Victoria L Revell 1, Thomas A Molina 2, Charmane I Eastman 2
PMCID: PMC3487041  PMID: 22753544

Abstract

Light shifts the timing of the circadian clock according to a phase response curve (PRC). To date, all human light PRCs have been to long durations of bright white light. However, melanopsin, the primary photopigment for the circadian system, is most sensitive to short wavelength blue light. Therefore, to optimise light treatment it is important to generate a blue light PRC. We used a small, commercially available blue LED light box, screen size 11.2 × 6.6 cm at ∼50 cm, ∼200 μW cm−2, ∼185 lux. Subjects participated in two 5 day laboratory sessions 1 week apart. Each session consisted of circadian phase assessments to obtain melatonin profiles before and after 3 days of free-running through an ultradian light–dark cycle (2.5 h wake in dim light, 1.5 h sleep in the dark), forced desynchrony protocol. During one session subjects received intermittent blue light (three 30 min pulses over 2 h) once a day for the 3 days of free-running, and in the other session (control) they remained in dim room light, counterbalanced. The time of blue light was varied among subjects to cover the entire 24 h day. For each individual, the phase shift to blue light was corrected for the free-run determined during the control session. The blue light PRC had a broad advance region starting in the morning and extending through the afternoon. The delay region started a few hours before bedtime and extended through the night. This is the first PRC to be constructed to blue light and to a stimulus that could be used in the real world.

Key points

  • Misalignment between the internal circadian clock driving daily rhythms in physiology and behaviour, such as sleepiness, performance and metabolism, and the sleep–wake schedule, as occurs in jet lag and night shift work, can have profound, harmful consequences for health, performance and safety.

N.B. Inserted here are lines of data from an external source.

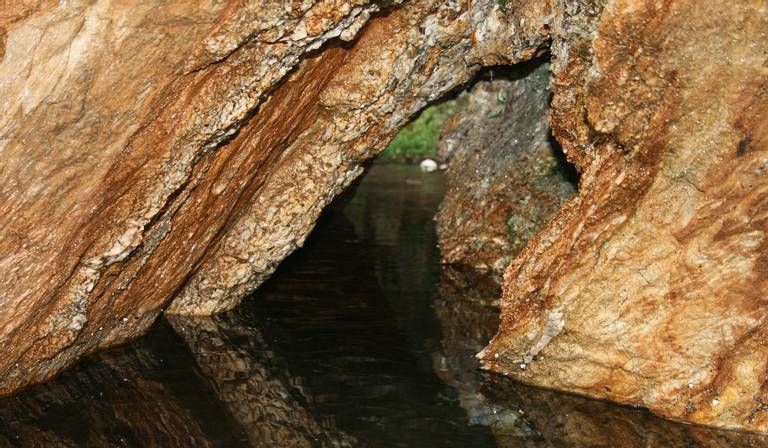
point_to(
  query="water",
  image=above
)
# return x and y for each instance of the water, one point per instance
(359, 339)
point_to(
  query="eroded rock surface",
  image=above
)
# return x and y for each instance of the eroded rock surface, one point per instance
(506, 179)
(649, 287)
(153, 150)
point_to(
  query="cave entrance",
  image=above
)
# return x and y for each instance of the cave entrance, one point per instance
(369, 331)
(362, 337)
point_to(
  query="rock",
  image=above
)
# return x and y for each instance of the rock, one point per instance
(521, 415)
(156, 151)
(428, 165)
(506, 178)
(649, 287)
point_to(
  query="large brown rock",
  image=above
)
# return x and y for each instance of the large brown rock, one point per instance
(154, 149)
(506, 177)
(649, 287)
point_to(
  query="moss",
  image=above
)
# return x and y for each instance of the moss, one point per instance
(419, 138)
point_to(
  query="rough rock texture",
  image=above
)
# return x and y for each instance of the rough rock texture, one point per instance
(524, 416)
(156, 149)
(506, 179)
(649, 287)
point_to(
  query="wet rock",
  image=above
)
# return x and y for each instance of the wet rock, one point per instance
(154, 150)
(506, 178)
(649, 287)
(521, 415)
(137, 395)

  • Light applied at specific times of day can be used to shift the timing of the clock and reduce this circadian misalignment.

  • We show for the first time that a small, commercially available, portable blue light device is capable of shifting the clock when it is administered daily over a 2 h window (90 min blue light as 30 min pulses with 15 min breaks).

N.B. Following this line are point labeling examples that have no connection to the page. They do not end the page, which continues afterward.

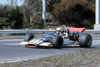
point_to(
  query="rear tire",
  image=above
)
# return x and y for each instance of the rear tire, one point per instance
(85, 40)
(57, 42)
(28, 37)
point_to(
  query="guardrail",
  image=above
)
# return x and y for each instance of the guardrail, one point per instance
(37, 31)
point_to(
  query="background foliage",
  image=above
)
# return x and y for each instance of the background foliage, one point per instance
(75, 13)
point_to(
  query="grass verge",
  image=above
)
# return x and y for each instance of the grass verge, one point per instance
(87, 58)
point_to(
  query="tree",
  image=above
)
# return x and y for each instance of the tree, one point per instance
(72, 13)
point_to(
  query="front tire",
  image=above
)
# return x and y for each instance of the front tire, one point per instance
(85, 40)
(57, 42)
(28, 37)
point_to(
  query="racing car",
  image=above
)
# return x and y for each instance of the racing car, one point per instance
(62, 36)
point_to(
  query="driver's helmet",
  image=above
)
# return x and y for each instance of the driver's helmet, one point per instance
(61, 29)
(58, 30)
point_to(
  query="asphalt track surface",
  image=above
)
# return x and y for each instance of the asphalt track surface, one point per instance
(12, 51)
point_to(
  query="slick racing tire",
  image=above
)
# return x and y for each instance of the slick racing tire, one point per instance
(57, 42)
(28, 37)
(85, 40)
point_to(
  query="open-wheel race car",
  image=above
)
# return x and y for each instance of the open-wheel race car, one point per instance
(63, 36)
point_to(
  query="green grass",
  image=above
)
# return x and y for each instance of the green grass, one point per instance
(5, 37)
(87, 58)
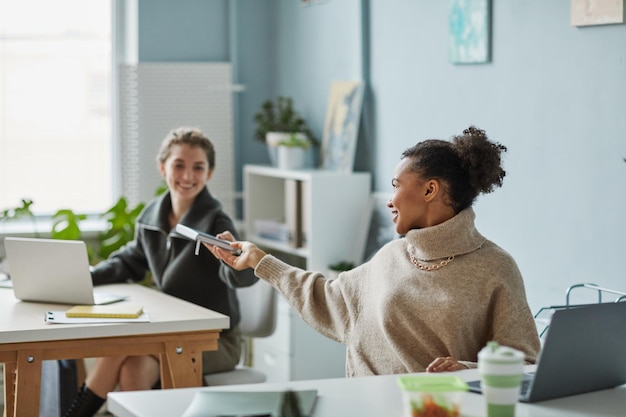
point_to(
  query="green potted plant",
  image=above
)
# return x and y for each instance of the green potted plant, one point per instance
(279, 125)
(335, 269)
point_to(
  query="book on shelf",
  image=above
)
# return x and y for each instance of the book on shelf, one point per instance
(120, 311)
(293, 211)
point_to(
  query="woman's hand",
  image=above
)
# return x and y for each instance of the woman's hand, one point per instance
(250, 255)
(445, 364)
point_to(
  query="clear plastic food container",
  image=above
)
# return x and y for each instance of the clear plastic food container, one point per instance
(432, 395)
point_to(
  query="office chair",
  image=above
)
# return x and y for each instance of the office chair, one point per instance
(257, 304)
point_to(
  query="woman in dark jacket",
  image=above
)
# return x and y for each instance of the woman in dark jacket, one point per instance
(187, 161)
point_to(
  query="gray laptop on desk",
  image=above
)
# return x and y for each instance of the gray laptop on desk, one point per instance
(584, 351)
(53, 271)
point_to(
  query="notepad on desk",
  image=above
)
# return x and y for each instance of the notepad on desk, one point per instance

  • The direction and amount that the clock is shifted depends on the time of day that the light is administered.

  • The results of this work provide a practical, effective light treatment that can be used in the real world.

Introduction

The ability of light to phase shift the circadian clock can be exploited to treat situations of circadian misalignment in which the clock is inappropriately aligned with the desired sleep—wake schedule, such as jet lag, night and early morning shift work, the delayed sleep propensity of extreme night owls (evening types), and the delayed sleep phase disorder (DSPD). Phase response curves (PRCs) to light describe the relationship between the timing of a light stimulus and the direction and size of the phase shift induced. To date, several full and partial PRCs have been generated to bright white, polychromatic light using either a single pulse (Honma et al. 1987; Minors et al. 1991; Dawson et al. 1993; Van Cauter et al. 1994; Khalsa et al. 2003) or multiple pulse (Czeisler et al. 1989; Minors et al. 1991; Khalsa et al. 2003; Revell & Eastman, 2005; Kripke et al. 2007) protocols.

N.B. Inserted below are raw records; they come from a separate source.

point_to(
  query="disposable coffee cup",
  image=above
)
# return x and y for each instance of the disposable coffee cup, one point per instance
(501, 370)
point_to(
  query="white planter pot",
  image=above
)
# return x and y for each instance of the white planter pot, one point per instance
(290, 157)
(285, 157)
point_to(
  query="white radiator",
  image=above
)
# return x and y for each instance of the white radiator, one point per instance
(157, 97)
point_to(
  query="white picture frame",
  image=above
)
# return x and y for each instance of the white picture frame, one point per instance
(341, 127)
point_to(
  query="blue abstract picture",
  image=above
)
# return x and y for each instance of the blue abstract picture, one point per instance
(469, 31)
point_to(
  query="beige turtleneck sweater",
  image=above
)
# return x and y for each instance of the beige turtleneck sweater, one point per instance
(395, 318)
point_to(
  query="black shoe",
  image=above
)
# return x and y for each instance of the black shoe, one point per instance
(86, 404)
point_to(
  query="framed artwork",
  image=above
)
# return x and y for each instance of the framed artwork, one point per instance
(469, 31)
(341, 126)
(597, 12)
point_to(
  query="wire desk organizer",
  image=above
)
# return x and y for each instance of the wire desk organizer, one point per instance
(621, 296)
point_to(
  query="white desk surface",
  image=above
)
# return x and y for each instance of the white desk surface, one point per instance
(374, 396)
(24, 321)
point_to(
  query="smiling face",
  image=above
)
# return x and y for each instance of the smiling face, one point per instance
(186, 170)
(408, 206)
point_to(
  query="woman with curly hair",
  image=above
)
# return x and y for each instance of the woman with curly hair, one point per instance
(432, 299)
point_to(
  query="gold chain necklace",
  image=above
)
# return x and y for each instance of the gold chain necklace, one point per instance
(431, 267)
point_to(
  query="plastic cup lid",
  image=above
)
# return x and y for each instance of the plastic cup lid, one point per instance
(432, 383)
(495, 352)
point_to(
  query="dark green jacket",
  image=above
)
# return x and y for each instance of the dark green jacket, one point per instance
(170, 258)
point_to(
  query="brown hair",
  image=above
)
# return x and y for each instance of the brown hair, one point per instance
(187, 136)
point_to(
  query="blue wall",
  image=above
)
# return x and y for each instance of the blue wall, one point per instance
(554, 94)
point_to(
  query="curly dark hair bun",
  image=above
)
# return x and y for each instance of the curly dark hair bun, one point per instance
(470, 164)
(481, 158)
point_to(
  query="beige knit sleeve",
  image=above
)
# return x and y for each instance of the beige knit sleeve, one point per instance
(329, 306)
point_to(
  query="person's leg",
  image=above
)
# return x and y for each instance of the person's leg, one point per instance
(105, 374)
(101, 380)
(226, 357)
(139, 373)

However, the primary photopigment for non-visual responses to light has now been identified as blue light sensitive melanopsin which is expressed in the intrinsically photosensitive retinal ganglion cells (ipRGCs), rather than the rods and cones (Gooley et al. 2001; Berson et al. 2002). Rodent melanopsin appears to be maximally sensitive to ∼480 nm light (Hattar et al. 2003; Panda et al. 2005; Qiu et al. 2005). In humans, a number of non-visual light responses exhibit short wavelength sensitivity (Lockley et al. 2003; Cajochen et al. 2005; Revell et al. 2005; Lockley et al. 2006; Revell et al. 2006a; Ackermann et al. 2009; Sletten et al. 2009) with action spectra for melatonin suppression exhibiting maximal sensitivity ∼460 nm (Brainard et al. 2001; Thapan et al. 2001). Although blue light is highly efficacious, there are now a number of lines of evidence indicating that the rod and cone photopigments can also contribute to non-visual responses under specific circumstances (Dkhissi-Benyahya et al. 2007; Altimus et al. 2010; Lall et al. 2010). More specifically, in humans a comparison of 460 and 555 nm light over a range of irradiances for melatonin suppression and phase shift responses suggested that at lower irradiances the M-/L-cones may dominate non-visual photoreception (Gooley et al. 2010). Being able to identify the relative contribution of rods, cones and melanopsin to non-visual light responses will be key to being able to predict responses to specific lighting scenarios.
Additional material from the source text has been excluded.